La crise s’est dénouée en quarante-huit heures. Entre lundi 17 et mardi 18 août, une donation de 45 millions de dollars (40 millions d’euros), financée à parts égales par les Emirats arabes unis, le Koweït et les Etats-Unis, est arrivée dans les coffres de l’UNRWA. Ce versement, ainsi que les 19 millions de dollars acquittés une semaine plus tôt par l’Arabie saoudite et les chèques, plus modestes, signés par le Royaume Uni, la Suisse et la Norvège, ont épongé les quatre cinquièmes du déficit de l’agence, chiffré à 101 millions de dollars. De quoi lui permettre de redémarrer ses services éducatifs, dans l’espoir que d’ici la fin de l’année, le reste du découvert sera comblé.
« On nous incite à émigrer »
La semaine dernière, dans le camp de Chatila, à Beyrouth, alors que l’annonce du report de la rentrée scolaire semblait imminente, les réfugiés dénonçaient à l’unanimité un « complot ». « A Chatila, il n’y a pas d’eau, pas d’électricité, et quasiment pas de travail car la législation libanaise nous barre l’accès à la plupart des professions, expliquait Ziad Himmo, le chef du comité populaire, qui gère ce bidonville lugubre et surpeuplé, en partenariat avec l’UNRWA. Priver nos enfants d’éducation, c’est nous inciter à monter dans un bateau pour la Turquie, à émigrer en Europe et à oublier le droit au retour. »
Une référence à la résolution 194 des Nations Unies, le Graal des réfugiés palestiniens, qui leur reconnaît le droit de rentrer sur les terres dont ils ont été chassés en 1948, par les troupes de l’Etat naissant d’Israël. Près de soixante-dix ans après, ce traumatisme national, désigné sous le terme de « Nakba » (« catastrophe » en arabe), continue de modeler les perceptions des réfugiés et de nourrir en eux une forme de suspicion viscérale. « L’UNRWA est le principal témoin de la Nakba, dit Abou Wissam, qui tient une petite boutique, où il rafistole des appareils électroménagers hors d’âge. C’est dans l’intérêt des sionistes de s’en débarrasser ».

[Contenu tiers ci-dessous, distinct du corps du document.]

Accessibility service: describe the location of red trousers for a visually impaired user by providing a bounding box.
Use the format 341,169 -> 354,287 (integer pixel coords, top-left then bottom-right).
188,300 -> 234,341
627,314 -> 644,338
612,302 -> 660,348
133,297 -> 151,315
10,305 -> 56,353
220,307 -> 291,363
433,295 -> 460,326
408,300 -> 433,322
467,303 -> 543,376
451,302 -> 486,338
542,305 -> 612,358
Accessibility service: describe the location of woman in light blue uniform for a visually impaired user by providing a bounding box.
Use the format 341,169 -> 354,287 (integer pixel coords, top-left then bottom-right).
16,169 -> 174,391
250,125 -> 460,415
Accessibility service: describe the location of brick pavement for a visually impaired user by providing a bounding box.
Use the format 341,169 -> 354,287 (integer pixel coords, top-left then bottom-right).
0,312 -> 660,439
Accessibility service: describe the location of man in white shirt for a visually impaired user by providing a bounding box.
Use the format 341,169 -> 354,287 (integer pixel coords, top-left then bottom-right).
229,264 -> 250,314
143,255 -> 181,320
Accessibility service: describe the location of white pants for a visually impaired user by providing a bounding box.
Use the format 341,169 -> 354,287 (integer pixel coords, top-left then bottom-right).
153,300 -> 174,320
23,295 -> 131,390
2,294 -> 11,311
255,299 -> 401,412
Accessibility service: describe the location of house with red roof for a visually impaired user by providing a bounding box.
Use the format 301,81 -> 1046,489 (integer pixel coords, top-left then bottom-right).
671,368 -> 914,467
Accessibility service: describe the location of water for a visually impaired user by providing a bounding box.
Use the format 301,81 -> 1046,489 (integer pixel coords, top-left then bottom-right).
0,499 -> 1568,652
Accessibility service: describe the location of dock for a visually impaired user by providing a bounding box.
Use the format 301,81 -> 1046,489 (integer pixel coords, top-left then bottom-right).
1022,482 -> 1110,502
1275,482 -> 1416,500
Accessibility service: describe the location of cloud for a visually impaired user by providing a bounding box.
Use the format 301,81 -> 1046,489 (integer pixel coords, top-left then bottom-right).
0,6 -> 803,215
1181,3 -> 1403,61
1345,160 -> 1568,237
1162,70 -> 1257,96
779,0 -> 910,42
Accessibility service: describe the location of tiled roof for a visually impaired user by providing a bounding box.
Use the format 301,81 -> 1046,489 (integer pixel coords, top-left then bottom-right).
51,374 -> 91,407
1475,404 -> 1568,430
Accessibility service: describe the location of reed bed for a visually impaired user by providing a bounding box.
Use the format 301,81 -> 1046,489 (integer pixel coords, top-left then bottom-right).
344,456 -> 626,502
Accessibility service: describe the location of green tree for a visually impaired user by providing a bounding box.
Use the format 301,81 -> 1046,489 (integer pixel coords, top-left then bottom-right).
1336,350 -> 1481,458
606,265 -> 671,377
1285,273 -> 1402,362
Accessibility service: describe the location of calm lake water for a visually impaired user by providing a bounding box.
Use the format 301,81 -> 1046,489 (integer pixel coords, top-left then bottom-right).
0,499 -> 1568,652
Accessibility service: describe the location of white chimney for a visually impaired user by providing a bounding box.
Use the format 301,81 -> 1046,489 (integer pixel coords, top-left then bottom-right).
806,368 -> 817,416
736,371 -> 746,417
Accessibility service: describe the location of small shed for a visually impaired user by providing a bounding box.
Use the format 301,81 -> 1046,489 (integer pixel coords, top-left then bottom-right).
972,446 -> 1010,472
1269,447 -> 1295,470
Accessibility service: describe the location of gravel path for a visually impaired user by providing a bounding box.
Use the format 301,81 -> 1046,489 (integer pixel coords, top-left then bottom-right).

Dans les bureaux de l’agence à Beyrouth, plutôt que de conspiration, on parle d’épuisement des pays donateurs, dans un contexte d’explosion des besoins humanitaires et d’exacerbation du conflit israélo-palestinien. La concurrence de la crise syrienne, la reconstruction des camps de Gaza, partiellement détruits durant les offensives israéliennes passées et la dépréciation de l’euro ont tous creusé le « trou » de l’UNRWA. « Nous sommes en déficit structurel, concède Matthias Schmale, le directeur de la branche libanaise. Notre budget de fonctionnement annuel est de 680 millions de dollars. Mais le montant des contributions que nous réussissons à garantir d’une année à l’autre avoisine 350 millions ».
Acrobaties comptables
Ces dernières années, l’organisation onusienne s’en était sortie par des acrobaties comptables, en puisant dans ses réserves, en sollicitant des avances de ses bailleurs les plus fidèles et en repoussant des chantiers de réhabilitation. Mais les réserves se sont épuisées, les bailleurs se sont fatigués et les travaux de maintenance ont dû être lancés. D’où l’intensité de la crise de cette année, que l’enveloppe des pays du Golfe n’a fait qu’amortir momentanément.
Au 1er janvier 2016, l’UNRWA fera face à un nouveau déficit, qui reposera la question de sa viabilité. Le suspense sur la rentrée scolaire, habilement entretenu par sa direction, ne fonctionnera pas à chaque fois. A moins que de nouveau Etats n’intègrent le cercle de ses donateurs réguliers, l’agence devra revoir ses prestations à la baisse. Faute d’argent, elle a déjà cessé de verser aux Palestiniens de Syrie venus se réfugier au Liban le pécule de 100 dollars qu’ils utilisaient chaque mois pour se loger. « Nous savons que dans le camp de Eïn Al-Helw [à Saïda, dans le sud du Liban], des éléments extrémistes, proches de l’Etat islamique, tentent de recruter des Palestiniens, prévient Matthias Schmale. Investir dans l’UNRWA, c’est investir dans la sécurité et la stabilité de la région. »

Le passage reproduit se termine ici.